The night bled into dawn before I finally collapsed.

* * * * * * * * *

When I woke, Shen Yu was there, scribbling furiously. He startled when my eyes opened, nearly spilling his ink.

"You're… you're pushing too far," he stammered. "Your body… it will break before it chains. You'll die."

I sat up slowly, every joint aching, blood pounding like drums. "Then let it break. And from the pieces, I'll weave stronger."

He stared at me, eyes wide, quill trembling. Then he bent back to his parchment and wrote the words exactly as I'd spoken.

* * * * * * * * *

By midday, a runner came.

Not for Reed. For me.

The boy was young, face pale, eyes averted. He bowed low and held out a folded slip of parchment sealed with black wax.

I broke it.

The words were few.

Lin Xuan. Wolves of Reed. Present yourselves to Captain Iron Veil. Silence will be taken as guilt.

The seal cracked in my hand. The weight of those words pressed harder than any chain.

Wei Lan leaned over my shoulder, her smile sharp as glass. "Ahh. The lie-hunter calls for you. How exciting."

Qiao Han drew his saber half from its sheath, metal whispering. "It's a noose.

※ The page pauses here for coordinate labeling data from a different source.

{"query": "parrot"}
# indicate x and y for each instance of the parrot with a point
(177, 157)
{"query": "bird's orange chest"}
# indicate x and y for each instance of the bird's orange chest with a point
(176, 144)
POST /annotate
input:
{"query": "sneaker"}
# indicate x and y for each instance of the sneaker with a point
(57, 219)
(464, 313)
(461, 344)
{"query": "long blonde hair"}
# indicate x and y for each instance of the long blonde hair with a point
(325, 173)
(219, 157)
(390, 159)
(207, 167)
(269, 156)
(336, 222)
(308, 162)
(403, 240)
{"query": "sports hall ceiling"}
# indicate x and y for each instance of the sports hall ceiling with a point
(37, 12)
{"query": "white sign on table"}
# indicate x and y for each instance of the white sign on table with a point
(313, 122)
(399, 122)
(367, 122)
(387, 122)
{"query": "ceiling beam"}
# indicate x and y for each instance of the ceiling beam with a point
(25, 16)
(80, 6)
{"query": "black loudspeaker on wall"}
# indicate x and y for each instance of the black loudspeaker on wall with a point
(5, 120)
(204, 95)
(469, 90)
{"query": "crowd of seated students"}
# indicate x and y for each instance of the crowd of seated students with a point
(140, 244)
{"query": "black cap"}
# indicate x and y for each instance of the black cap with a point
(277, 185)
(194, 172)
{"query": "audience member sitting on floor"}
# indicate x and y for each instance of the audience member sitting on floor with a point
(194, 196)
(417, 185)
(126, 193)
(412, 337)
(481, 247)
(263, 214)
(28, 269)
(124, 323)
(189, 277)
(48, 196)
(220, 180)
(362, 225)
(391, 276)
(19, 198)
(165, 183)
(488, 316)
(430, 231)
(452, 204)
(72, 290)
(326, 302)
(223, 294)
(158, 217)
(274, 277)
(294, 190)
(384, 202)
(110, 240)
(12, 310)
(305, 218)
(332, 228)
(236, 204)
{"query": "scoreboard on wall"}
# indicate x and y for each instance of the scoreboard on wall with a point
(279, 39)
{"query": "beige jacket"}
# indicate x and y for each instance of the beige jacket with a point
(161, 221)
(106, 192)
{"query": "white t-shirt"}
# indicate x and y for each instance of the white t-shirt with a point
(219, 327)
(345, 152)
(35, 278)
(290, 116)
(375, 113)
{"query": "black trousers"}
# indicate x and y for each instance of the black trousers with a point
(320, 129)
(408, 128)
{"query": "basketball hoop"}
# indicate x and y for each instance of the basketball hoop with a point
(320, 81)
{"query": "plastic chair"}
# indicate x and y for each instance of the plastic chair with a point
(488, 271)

He'll strangle us with those chains of his."

Shen Yu whispered, "We're dead. Already dead."

I folded the slip, tucking it into my sleeve. My pulse slowed. My breath steadied.

Iron Veil. The man whose eyes saw through masks. The man whose Lein were discipline made manifest.

If I faltered once before him, he would know.

And then the leash around my neck would tighten until it snapped.